Поначалу он хотел просто торгануть — толпа же, все покупатели сами собрались в одном месте, но послушал разговоры…
Селяне, не очень понятно с чего, весьма озаботились сохранностью церковной утвари, вот Розга и принялся в шутку подначивать. Дескать, налетит банда, все золотое и позолоченное похватает! Или того хуже, нехристи австрийские реквизируют без разбору все от придела до придела, молись потом на ободранный алтарь!
Поначалу перешептывались, зыркали по сторонам, чесали в потылицах, бульон общественного мнения закипал, не хватало лишь щепотки соли. Бросил ее Розга или кто другой, неважно, мысль вспыхнула и озарила всех собравшихся — надо спасти! А как спасти? Да разобрать по домам и попрятать!
А идея, овладевшая массами, как известно, становится материальной силой. И весь сход, кулаки и батраки, зажиточные и незаможники, бабы и детишки, чуть ли не с местными евреями, ломанулся в церковь, которую за полчаса обглодали до костей, как пираньи неосторожно зашедшую в воду корову.
Растащили все.
По селу от церкви бежали люди, прижимая к груди добытое — сосуды, брачные венцы, иконы в окладах, дароносицы, лампады, напрестольное Евангелие, кадила. Опоздавшие волокли хоругви, подсвечники и парчовые облачения.
Не оставили ничего, унесли даже ложечку для причащения.

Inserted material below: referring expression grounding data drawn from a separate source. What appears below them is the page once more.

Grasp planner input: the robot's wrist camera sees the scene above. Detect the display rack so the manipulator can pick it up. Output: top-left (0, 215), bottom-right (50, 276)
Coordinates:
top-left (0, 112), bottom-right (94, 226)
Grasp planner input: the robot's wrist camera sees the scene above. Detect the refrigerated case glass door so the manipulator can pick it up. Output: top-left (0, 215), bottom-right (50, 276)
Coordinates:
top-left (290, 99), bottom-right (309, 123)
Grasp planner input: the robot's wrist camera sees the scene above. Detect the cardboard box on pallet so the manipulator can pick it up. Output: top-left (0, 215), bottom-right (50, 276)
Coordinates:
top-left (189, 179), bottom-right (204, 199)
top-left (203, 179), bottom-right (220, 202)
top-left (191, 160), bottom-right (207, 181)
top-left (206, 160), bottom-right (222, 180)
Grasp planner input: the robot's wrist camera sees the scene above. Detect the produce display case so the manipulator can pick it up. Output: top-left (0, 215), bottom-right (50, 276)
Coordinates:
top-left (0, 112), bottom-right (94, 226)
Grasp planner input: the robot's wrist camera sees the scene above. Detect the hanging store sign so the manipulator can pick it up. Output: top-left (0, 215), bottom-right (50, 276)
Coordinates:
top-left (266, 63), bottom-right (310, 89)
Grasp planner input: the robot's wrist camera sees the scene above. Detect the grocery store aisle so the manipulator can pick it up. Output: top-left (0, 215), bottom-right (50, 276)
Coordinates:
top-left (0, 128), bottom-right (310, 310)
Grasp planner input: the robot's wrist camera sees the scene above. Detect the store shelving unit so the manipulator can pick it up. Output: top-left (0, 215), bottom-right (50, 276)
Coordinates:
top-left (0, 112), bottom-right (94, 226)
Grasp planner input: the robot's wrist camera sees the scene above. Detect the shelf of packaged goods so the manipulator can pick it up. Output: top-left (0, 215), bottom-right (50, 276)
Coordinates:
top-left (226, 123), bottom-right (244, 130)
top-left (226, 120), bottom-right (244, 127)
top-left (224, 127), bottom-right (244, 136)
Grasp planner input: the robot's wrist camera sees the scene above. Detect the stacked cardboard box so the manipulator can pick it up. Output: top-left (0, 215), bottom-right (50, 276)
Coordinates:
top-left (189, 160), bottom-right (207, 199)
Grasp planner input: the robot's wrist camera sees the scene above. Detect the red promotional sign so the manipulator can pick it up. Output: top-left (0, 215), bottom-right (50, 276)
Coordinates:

Но когда первый угар прошел, добрые самаритяне задумались — а что дальше-то будет? А ну как накажут всех поголовно? Вот и спалили церковь, чтобы покрыть общий грех. Нету тела — нету дела, как говорили менты в мое время. И не знаешь, смеяться тут или плакать.

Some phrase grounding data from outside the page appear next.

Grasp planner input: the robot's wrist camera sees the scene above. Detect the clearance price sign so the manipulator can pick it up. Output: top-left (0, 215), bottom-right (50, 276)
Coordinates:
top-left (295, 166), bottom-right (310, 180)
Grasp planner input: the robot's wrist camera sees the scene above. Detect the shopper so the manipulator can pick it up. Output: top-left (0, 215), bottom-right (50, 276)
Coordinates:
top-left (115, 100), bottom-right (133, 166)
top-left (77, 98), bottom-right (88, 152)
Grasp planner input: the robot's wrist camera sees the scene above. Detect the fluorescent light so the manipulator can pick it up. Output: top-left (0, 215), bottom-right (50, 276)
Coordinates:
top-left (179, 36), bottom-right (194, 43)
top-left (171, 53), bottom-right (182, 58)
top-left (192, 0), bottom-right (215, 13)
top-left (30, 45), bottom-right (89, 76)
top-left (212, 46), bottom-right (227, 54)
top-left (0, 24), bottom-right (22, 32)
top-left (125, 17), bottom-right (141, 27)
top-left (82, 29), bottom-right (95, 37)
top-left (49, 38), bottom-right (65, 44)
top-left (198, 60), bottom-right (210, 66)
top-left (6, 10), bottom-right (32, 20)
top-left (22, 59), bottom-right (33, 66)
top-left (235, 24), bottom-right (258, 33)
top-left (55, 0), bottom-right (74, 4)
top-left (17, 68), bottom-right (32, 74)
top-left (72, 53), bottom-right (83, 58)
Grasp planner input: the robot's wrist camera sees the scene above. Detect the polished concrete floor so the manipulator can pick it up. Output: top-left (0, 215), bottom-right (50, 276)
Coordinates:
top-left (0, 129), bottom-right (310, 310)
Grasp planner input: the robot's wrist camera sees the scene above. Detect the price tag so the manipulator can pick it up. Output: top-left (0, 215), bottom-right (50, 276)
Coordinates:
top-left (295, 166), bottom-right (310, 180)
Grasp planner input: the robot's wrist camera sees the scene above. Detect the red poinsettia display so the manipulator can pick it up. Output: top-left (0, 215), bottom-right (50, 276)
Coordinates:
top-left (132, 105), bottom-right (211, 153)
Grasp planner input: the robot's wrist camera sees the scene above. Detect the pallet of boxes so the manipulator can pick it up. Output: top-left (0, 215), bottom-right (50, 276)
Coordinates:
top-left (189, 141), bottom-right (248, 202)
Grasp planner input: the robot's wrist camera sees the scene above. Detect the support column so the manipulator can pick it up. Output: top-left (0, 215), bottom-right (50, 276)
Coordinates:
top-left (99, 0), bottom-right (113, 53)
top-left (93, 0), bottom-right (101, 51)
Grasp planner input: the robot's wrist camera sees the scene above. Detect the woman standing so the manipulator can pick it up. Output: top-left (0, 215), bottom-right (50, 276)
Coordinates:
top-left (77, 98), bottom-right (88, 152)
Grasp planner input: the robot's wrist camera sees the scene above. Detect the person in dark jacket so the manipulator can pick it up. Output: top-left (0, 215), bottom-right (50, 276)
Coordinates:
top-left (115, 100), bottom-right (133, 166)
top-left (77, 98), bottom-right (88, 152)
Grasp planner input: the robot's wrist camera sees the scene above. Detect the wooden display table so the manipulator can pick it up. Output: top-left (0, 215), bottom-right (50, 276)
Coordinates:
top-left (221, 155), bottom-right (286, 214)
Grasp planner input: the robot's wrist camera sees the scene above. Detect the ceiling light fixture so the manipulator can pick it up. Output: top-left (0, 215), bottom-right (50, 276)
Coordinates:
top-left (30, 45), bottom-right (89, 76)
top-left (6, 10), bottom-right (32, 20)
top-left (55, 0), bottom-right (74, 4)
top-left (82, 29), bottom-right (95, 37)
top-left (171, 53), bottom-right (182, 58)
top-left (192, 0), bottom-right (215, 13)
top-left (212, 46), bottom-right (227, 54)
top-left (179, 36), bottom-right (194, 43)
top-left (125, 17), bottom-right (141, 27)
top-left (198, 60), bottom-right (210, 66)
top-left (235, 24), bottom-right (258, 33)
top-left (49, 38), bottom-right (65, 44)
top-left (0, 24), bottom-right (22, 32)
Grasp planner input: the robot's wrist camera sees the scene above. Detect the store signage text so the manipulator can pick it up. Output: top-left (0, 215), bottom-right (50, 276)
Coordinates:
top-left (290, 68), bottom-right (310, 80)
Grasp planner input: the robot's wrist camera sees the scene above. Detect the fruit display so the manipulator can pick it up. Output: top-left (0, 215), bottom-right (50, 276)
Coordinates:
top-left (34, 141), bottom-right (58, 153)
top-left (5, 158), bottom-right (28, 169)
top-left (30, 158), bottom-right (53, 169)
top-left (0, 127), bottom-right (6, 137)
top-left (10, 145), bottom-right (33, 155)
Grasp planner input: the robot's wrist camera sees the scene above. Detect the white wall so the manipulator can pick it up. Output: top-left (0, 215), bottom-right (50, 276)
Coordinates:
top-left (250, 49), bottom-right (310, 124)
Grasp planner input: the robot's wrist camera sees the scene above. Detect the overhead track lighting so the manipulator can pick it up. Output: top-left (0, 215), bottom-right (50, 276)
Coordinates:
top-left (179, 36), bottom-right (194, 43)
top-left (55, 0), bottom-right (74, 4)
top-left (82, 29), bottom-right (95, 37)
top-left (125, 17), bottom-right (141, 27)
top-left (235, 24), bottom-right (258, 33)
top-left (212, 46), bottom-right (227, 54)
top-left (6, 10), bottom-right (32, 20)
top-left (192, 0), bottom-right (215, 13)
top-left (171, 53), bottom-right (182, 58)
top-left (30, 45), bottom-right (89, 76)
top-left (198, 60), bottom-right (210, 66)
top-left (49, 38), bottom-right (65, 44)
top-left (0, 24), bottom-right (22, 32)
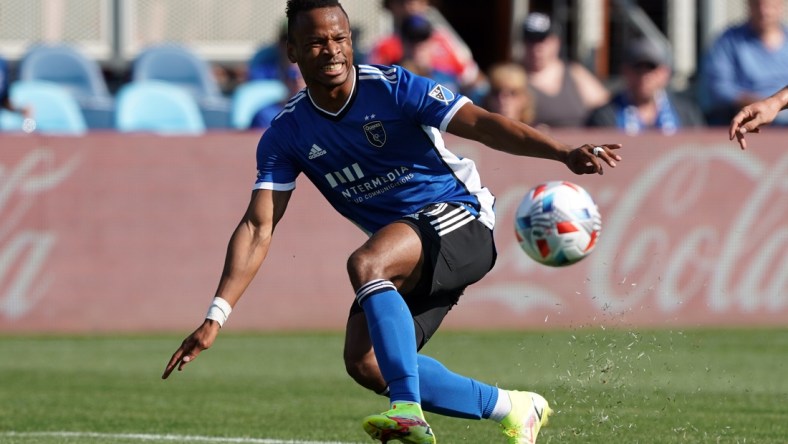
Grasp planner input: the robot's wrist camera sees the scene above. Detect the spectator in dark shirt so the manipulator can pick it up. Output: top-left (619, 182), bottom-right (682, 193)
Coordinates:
top-left (588, 38), bottom-right (704, 134)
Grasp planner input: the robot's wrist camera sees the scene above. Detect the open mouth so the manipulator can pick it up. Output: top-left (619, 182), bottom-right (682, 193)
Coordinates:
top-left (321, 62), bottom-right (345, 74)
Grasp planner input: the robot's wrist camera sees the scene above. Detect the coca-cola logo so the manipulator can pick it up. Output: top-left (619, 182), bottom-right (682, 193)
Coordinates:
top-left (0, 148), bottom-right (79, 319)
top-left (472, 145), bottom-right (788, 318)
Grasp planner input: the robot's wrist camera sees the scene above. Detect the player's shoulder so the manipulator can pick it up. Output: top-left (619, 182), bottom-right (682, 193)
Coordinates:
top-left (358, 64), bottom-right (404, 84)
top-left (271, 88), bottom-right (309, 128)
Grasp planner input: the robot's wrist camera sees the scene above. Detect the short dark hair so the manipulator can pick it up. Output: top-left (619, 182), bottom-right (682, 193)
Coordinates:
top-left (285, 0), bottom-right (349, 40)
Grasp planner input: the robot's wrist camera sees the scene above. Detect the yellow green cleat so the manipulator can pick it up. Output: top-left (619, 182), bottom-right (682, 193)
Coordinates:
top-left (501, 391), bottom-right (553, 444)
top-left (362, 402), bottom-right (435, 444)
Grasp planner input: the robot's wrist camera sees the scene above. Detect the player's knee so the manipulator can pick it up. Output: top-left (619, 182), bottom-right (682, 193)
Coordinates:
top-left (347, 248), bottom-right (380, 283)
top-left (345, 354), bottom-right (386, 393)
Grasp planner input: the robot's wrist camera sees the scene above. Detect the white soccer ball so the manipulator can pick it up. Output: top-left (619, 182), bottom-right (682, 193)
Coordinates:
top-left (514, 181), bottom-right (602, 267)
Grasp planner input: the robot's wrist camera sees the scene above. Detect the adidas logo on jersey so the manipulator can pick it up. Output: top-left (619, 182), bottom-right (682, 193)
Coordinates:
top-left (309, 144), bottom-right (326, 160)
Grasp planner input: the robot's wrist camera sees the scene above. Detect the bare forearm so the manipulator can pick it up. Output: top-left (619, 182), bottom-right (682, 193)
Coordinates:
top-left (216, 221), bottom-right (271, 306)
top-left (449, 107), bottom-right (572, 162)
top-left (769, 85), bottom-right (788, 110)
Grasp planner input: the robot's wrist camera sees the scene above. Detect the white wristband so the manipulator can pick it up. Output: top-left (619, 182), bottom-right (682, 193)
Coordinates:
top-left (205, 296), bottom-right (233, 327)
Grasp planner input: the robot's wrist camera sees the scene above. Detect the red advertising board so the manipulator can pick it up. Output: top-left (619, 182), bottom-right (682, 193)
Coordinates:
top-left (0, 128), bottom-right (788, 332)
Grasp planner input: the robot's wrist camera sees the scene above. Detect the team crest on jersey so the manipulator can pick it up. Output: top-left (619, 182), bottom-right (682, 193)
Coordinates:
top-left (364, 120), bottom-right (386, 148)
top-left (429, 85), bottom-right (454, 105)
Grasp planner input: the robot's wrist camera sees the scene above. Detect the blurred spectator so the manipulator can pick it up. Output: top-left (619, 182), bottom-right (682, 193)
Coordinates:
top-left (0, 57), bottom-right (33, 123)
top-left (247, 21), bottom-right (291, 80)
top-left (522, 12), bottom-right (610, 127)
top-left (699, 0), bottom-right (788, 125)
top-left (588, 38), bottom-right (704, 134)
top-left (484, 63), bottom-right (534, 124)
top-left (246, 20), bottom-right (365, 82)
top-left (249, 63), bottom-right (306, 128)
top-left (395, 15), bottom-right (460, 91)
top-left (367, 0), bottom-right (487, 101)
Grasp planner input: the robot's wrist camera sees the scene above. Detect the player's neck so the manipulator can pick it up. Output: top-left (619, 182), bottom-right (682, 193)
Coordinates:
top-left (307, 66), bottom-right (356, 114)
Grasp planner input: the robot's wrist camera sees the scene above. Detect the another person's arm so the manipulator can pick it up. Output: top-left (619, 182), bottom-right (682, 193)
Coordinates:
top-left (728, 85), bottom-right (788, 149)
top-left (162, 190), bottom-right (292, 379)
top-left (447, 103), bottom-right (621, 174)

В Воздвиженке, не считая сгоревшей церкви, при разговоре о которой даже советский актив прятал глаза, дела обстояли похуже, чем в Заливном, но вполне терпимо. Есть люди, есть малость оружия, прогетманских говорунов заткнуть можно одним махом.

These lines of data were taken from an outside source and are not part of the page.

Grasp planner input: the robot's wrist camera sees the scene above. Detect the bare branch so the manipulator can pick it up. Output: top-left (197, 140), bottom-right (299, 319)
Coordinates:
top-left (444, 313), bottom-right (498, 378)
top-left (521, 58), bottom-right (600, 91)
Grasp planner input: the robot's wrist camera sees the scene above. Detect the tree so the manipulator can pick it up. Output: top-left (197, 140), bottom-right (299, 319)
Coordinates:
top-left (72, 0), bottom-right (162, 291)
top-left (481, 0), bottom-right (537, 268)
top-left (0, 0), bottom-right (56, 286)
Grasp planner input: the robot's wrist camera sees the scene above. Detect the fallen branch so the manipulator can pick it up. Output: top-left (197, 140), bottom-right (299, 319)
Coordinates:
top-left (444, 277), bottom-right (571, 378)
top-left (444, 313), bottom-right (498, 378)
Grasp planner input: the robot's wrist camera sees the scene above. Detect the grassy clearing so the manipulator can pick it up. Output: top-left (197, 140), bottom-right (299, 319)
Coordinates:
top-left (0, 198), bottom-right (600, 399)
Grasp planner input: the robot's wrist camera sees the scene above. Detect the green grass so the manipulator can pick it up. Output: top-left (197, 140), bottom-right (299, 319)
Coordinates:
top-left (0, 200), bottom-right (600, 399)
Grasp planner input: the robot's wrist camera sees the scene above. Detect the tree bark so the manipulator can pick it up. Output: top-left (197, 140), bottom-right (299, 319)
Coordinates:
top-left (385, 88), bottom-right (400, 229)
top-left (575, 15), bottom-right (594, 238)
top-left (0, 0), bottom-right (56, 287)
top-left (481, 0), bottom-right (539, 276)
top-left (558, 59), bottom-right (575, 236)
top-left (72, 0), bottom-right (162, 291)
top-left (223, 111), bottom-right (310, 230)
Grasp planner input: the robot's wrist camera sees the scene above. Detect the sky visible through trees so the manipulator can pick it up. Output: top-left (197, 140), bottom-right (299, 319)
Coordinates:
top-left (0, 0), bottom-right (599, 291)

Как обычно, после возвращения из поездок, меня ждала куча новостей. Самая неприятная — эсера Бориса Донского публично повесили на Лукьяновской площади в Киеве. Как говорили очевидцы, до последнего момента он сохранял полное спокойствие. Еще бы, эсеры распространили его предсмертные записки, так выяснилось, что его схватили на месте теракта не случайно, Борис сдался вполне осознанно. Мотивацию свою он еще при подготовке акта изложил в письме в ЦК — «Если я уйду, дело потеряет половину смысла. Террорист должен остаться, открыть себя. Этим унижается то аморальное, что есть в убийстве человека человеком». Вот так вот, двадцать четыре года парню.